Beijing (AFP) June 12, 2009
China's environmental watchdog has halted the construction of two dams on the Yangtze river, putting in jeopardy a 29 billion dollar plan to harness the waterway, state press said Friday.
The Ministry of Environmental Protection shelved the plan after discovering that construction of the two dams in southwest China's Yunnan province had started without the mandated environmental approval, the China Daily said.
The Ludila and the Longkaikou dams, both of which were already under construction, were being built by China's two biggest power companies, China Huadian Corporation and China Huaneng Group.
The Yangtze is China's longest river.
"Building dams without proper designs and environmental protection measures would damage the water ecology, both upriver and downriver, and negatively impact local communities," the report quoted a ministry official as saying.
The two dams are part of a 200 billion yuan (29 billion dollar) plan that calls for eight cascading hydropower stations to be built on a 560 kilometre (350 mile) section of the river, it said.
The dams were slated to produce 20 gigawatts of electricity, equal to the output of the Three Gorges Dam, the world's largest hydroelectric project, the paper said.

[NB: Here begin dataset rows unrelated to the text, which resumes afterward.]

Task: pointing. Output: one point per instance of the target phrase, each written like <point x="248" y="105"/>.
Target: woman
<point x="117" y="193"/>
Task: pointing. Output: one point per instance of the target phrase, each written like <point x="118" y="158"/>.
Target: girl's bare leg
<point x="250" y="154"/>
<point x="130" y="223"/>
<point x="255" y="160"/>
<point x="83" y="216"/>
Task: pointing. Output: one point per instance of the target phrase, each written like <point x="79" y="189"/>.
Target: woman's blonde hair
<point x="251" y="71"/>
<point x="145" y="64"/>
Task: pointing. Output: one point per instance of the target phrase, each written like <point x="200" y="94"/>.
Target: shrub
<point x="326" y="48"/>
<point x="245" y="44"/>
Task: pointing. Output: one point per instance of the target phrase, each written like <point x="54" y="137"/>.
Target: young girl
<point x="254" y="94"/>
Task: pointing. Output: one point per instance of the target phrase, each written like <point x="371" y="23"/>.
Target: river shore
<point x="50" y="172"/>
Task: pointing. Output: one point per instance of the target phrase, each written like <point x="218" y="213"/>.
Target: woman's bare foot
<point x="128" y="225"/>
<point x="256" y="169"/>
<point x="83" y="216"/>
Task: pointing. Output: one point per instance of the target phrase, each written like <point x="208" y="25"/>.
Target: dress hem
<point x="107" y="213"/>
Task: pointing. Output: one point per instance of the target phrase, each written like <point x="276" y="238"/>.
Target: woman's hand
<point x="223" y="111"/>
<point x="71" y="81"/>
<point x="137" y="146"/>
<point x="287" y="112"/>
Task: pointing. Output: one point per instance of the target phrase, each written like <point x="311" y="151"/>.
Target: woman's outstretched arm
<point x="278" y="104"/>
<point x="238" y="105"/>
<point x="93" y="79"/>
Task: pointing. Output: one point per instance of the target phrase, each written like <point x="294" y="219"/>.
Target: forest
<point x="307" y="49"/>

The environmental assessment reports of two of the other dams have already been approved, it added.
China is in the process of building at least 20 new hydroelectric projects or reservoirs on the Yangtze by 2020, the government said earlier this year, as the nation seeks to diversify its energy mix away from polluting coal, its main source of power.
But environmentalists and rights groups have warned of ecological damage and the forced relocation of residents.